To see that it can’t be just a question of shifting points around, just draw a frame around your image: In the rotated version, the image will have diagonal edges and so won’t even fit in the dimensions of the original image.

So, to rotate it you’ll have to compute where each pixel goes. Note that the top left point (0,1) will not end up at (1,1) but at a point on the diagonal whose distance from the origin is 1: namely, at (sqrt(2)/2, sqrt(2)/2). Since sin(45) = cos(45) = sqrt(2)/2, the algorithm you’re looking for is multiplication of each point’s coordinates by this transformation matrix:

|  sqrt(2)/2  sqrt(2)/2 |
| -sqrt(2)/2  sqrt(2)/2 |

See the wikipedia page on Transformation Matrices for the details. So, you have to do a lot of multiplications but you don’t have to calculate any sines or cosines (I just did that for you from memory). You can take some other shortcuts, as the other answers suggested, but one way or another you have to compute where each pixel must go.

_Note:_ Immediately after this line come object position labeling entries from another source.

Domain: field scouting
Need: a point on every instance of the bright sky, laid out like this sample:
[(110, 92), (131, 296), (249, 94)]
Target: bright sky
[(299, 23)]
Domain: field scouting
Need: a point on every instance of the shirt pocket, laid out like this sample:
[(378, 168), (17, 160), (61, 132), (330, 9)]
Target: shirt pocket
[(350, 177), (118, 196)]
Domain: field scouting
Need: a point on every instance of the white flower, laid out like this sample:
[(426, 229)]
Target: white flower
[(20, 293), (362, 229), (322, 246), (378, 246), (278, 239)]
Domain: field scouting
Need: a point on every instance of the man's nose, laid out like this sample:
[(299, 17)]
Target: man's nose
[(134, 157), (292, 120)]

Of course you’ll also have to crop or pad to create a normal rectangular image.

PS. Better yet, instead of implementing this solution, outsource it to a graphics library that does rotations. Or check out this SO question and the solution suggested in the comments under the question:

Consider scipy.ndimage.interpolation.shift() and rotate() or skimage.transform.fast_homography() for interpolated translations and rotations of 2D numpy arrays.

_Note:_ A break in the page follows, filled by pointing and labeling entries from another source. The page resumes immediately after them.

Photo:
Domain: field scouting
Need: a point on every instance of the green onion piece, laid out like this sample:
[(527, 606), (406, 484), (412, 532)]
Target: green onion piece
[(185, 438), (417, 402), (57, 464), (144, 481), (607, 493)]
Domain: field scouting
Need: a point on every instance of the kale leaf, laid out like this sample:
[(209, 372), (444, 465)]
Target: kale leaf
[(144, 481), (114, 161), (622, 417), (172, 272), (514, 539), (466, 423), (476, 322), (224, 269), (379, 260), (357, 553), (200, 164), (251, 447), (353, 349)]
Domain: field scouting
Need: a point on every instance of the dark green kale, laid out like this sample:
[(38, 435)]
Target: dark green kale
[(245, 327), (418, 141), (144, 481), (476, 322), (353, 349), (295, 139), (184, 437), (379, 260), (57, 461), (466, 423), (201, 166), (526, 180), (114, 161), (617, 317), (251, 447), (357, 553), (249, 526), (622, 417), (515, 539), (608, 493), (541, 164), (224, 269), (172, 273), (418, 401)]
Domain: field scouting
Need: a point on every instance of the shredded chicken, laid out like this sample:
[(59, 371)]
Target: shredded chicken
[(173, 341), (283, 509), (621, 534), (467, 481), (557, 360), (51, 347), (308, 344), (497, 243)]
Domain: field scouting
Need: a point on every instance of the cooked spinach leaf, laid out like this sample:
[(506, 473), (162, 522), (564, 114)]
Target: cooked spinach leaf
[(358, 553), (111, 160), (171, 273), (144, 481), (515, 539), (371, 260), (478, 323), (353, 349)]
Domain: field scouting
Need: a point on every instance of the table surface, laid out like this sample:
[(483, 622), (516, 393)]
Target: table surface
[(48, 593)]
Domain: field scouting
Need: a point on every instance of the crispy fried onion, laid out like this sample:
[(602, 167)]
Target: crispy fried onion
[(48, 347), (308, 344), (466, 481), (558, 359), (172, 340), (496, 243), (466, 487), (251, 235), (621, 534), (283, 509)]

there’s no way to do rotation by arbitrary angles without sines and cosines, but it is possible to optimize the calculation depending on what other constraints you’re prepared to impose. This can get very complicated, but can result in huge improvements for the “special case” you’ve defined.

If your images are all the same size and reasonably small, like your butterfly, and you were planning to do a lot of them, you could preform the slow calculation once, and simply remember the x,y of each pixel of the source image that became the x’,y’ of the destination image

If you only want to limit rotation to 45 degrees, you don’t need to use sin and cos, for that particular case I would advice you to use a fast isometric diamond drawing algorithm and adapt it to your matrix. Usually a couple nested loops and 4 variables (x, y, width, height) will do it.